The official theme of the 2019 TCM Film Festival was love at the movies and, sucker that I am, I saw two films that hit me quite a bit harder than expected. One was “A Patch of Blue,” a 1963 Sidney Poitier drama gingerly dealing with a tentative but intense interracial relationship, proved to be far more involving and moving than I was really prepared for. Alas, naming a drink after that would involve blue curacao — which would not feel right — and a kind of molecular mixology well above my paygrade. Also, Shelley Winters’ vile boozing ultra-racist is enough to put anyone on the wagon for months.
That leaves us with the doomed romance of the 1931 version of Robert Sherwood’s play, “Waterloo Bridge,” this version directed by the great Universal director James Whale, best remembered for “The Bride of Frankenstein” and as the inspiration for Ian McKellan’s character in 1998’s “Gods and Monsters.” Like his almost equally hard to see 1936 musical adaptation, “Show Boat,” it was later remade in a more glossy MGM outing that has largely eclipsed it. It’s a shame, because this version, though raw and badly in need of a restoration it may never get, thanks to studio efforts to erase the movie, is concise and powerful.
It stars Mae Clarke — who deserved much better than to be remembered primarily for getting a face full of Jimmy Cagney’s grapefruit in “Public Enemy” — in a heartbreaking but self-pity free portrayal of a down-on-her-luck expat American chorus girl who meets an idealistic solider (Douglass Montgomery) on London’s Waterloo Bridge. Since he’s from the US by way of the Canadian army, he doesn’t realize its the place where London prostitutes most often picked up soldiers during the first great war. The story resolves itself in unexpected fashion, especially when it comes to the young’s man family, which includes an incredibly young and innocent Bette Davis as his younger sister and a mom (Enid Bennett) who turns out to be both deeply old fashioned and far ahead of her time.
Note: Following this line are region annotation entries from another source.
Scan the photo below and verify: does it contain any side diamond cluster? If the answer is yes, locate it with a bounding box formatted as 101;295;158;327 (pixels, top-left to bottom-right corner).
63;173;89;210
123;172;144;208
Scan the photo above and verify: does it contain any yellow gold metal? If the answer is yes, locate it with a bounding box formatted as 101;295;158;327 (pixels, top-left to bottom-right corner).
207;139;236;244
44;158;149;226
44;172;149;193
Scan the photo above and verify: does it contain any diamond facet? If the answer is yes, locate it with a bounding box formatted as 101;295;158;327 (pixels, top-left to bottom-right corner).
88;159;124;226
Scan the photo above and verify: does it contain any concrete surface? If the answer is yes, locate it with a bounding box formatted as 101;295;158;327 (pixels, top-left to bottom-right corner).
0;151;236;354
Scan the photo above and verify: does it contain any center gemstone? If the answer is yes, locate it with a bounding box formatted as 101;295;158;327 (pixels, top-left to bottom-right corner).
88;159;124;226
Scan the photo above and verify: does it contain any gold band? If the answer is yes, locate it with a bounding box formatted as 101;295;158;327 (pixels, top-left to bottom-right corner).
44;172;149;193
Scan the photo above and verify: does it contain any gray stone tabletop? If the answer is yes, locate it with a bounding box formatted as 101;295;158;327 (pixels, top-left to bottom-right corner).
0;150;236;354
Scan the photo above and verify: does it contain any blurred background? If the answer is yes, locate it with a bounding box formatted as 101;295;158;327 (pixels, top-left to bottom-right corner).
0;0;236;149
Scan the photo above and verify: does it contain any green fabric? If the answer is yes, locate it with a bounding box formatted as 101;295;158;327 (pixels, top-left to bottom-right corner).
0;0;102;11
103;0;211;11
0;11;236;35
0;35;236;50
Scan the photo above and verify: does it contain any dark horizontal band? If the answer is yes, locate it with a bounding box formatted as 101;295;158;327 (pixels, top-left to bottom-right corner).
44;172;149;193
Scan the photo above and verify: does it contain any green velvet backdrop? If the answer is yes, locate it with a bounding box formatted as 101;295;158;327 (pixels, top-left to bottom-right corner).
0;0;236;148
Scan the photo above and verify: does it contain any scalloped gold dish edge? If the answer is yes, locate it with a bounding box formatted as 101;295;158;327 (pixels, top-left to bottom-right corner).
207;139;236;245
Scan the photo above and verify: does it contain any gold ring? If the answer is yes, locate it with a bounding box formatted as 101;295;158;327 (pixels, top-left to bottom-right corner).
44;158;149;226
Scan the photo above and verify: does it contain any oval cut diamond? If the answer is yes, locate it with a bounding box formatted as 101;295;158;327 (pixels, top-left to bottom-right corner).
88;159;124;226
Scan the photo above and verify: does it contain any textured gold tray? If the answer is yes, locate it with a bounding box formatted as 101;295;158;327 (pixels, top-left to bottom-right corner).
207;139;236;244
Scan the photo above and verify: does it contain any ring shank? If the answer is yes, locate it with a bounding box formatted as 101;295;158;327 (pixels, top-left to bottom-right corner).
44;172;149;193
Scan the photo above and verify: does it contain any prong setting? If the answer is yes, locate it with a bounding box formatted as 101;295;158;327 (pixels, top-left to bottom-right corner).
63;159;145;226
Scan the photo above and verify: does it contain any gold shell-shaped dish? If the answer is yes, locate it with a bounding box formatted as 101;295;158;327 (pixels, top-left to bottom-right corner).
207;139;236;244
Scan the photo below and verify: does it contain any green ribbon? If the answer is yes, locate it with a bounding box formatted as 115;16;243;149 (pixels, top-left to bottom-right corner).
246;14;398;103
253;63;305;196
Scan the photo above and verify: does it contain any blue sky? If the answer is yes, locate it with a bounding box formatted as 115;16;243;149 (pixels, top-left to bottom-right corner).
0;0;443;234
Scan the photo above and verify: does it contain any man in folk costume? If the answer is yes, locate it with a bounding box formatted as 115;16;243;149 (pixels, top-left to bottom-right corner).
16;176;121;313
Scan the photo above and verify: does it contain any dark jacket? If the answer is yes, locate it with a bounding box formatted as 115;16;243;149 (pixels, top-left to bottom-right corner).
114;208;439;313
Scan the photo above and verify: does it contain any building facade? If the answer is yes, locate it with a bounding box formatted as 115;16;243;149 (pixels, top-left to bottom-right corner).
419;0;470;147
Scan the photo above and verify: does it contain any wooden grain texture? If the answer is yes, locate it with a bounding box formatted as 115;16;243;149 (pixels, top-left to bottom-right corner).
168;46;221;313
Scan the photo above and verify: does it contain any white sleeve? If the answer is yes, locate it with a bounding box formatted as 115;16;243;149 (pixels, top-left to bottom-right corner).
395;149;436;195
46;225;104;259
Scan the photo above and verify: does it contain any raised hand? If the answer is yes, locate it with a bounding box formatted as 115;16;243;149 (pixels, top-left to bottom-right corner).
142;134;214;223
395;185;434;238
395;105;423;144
And, don’t expect a happy ending.
Of course, a drink should never be a tragic experience, so I tried to come up with something gentle, yet sturdy. Rose colored, but not deceptive. It’s also World War I, so a twist on a French 75 seemed like an idea.
1 1/2 ounces gin
3/4 ounce blood orange juice
1/4 ounce simple syrup
Sparkling rose wine, brut (dry)
Edible flowers, decorative garnish
Combine all the liquid ingredients except for the champagne in a cocktail shaker and shake vigorously. Strain into a chilled coupe and figure out a back-up plan for a failed show business career more promising than sex work.
Much like love, the best version of my Waterloo Bridge is hard to find and harder to replicate. The best tasting version used the darker, redder moro blood orange cultivar with an appearance that was maybe too dark for what I was going for, but damn, was it good. Then, I ran out of the moro oranges. (I’d used up most of them on a failed attempt to do this drink with brandy.)
It’s May, which means that blood oranges should actually be out of season here in California, but our incredible rainy season appears to have made them more plentiful for longer. I wasn’t necessarily looking for a lighter shade, since that dark red one (pictured left) was so tasty. Still, the lighter Tarocco is what I could find. When I tried it with a not-so dry rose, it was a disappointment. With Marlboro Brut Rose from New Zealand, however, it was just fine…but not same. And nowhere near as wonderful as Mae Clarke.